「先月、リフォームしたんですよ。リビングと台所、洗面所とお風呂も」。ずずずと通された浴室の窓の向こう側には、薪がたくさん積んでありました。
寺嶋秀樹さんは、福津市の北側、須多田(すだた)で米、麦、大豆を栽培する専業農家。おじいさんの代から農業を営んでおり、寺嶋さんは、高校卒業後、お父さんに学びながら農業を始めました。
おじいさんもお父さんも熱心な研究家。その努力は、上質な実りをもたらし、知事賞(※1)を受賞する程でした。二人の真面目な働きがあったからこそ、地域の方にも信頼されて農業ができている。寺嶋さんは二人を誇りに思い、恥じることのない農業をと胸に刻んでいます。
田んぼから帰宅すると、寺嶋さんは、台所奥にある土間に向かいます。お風呂に入るためにボイラーに薪をくべるのです。「うちは、5時過ぎないとお湯が出ないんです」。お湯を湧かす熱源はガスや電気が主流ですが、寺嶋さん宅は薪。といっても「湯加減いかが?」と湯を沸かしながら入浴するわけではなく、一度沸かすとタンクの中に湯を貯められるようになっています。「リフォームしても、まだ薪?」と首を傾げていると「山にいけば木がありますからね」と。
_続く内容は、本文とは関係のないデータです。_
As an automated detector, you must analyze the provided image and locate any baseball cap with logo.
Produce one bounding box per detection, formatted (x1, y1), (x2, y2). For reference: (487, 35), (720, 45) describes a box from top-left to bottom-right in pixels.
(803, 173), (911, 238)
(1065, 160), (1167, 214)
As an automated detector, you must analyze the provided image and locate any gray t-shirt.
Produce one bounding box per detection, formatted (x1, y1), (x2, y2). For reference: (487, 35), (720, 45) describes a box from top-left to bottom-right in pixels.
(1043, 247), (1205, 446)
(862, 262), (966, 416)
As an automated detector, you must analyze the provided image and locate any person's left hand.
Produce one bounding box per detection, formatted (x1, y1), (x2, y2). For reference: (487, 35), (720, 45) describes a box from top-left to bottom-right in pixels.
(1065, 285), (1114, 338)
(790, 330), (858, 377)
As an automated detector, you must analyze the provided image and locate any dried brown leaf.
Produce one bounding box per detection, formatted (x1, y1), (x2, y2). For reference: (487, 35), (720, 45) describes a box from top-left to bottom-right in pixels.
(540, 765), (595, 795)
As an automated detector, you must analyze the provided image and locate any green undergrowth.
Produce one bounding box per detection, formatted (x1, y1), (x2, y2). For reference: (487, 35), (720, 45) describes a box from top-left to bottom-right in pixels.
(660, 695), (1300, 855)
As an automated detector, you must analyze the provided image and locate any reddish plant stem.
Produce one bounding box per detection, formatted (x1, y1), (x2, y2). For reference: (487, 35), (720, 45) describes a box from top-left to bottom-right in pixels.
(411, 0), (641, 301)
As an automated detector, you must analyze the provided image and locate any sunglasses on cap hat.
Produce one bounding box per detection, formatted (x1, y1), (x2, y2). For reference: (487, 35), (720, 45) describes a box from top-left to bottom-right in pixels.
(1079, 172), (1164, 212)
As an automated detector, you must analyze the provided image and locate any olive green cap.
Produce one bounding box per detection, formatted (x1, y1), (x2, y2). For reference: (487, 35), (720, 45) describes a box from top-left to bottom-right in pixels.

寺嶋さんは山を持っており、間伐したものを薪にして湯を沸かすという合理的な理由がそこにありました。
「この柱や梁も山の木です」。寺嶋さんの自宅は山から切り出した木を使って建てられました。しかも、集落の方と大工さんによるものだというのです。「子や孫のために木を植えてね、それぞれの家を建て合っていたんです。「結」(ゆい)って言ってね。だから、家を建てるなら100年保つ家を建てていました」。山で木を、田畑で作物を育てて人の暮らしも自ずと成り立っていく。寺嶋さんの暮らしは、人が自然の一部として生きていく、生かされていくためのあるべき姿のように映ります。
一昨年、息子さんに代替りし、肩の荷を下ろした寺嶋さん。しかし、今まで培ってきたことを息子さんに教えたり、お孫さんの守をしたりと忙しさに変わりはありません。暖かくなったら、畑に小屋を作る計画も立てているそうです。材料はもちろん山から切り出したものを使って。
※1 優れた農作物を栽培したことを賞したもの。
寺嶋秀樹さん
農業一筋の団塊の世代。「いい女房をもらいました」と照れなく話す愛妻家。木工が好きで、生まれ変わったら家具職人になりたいそう。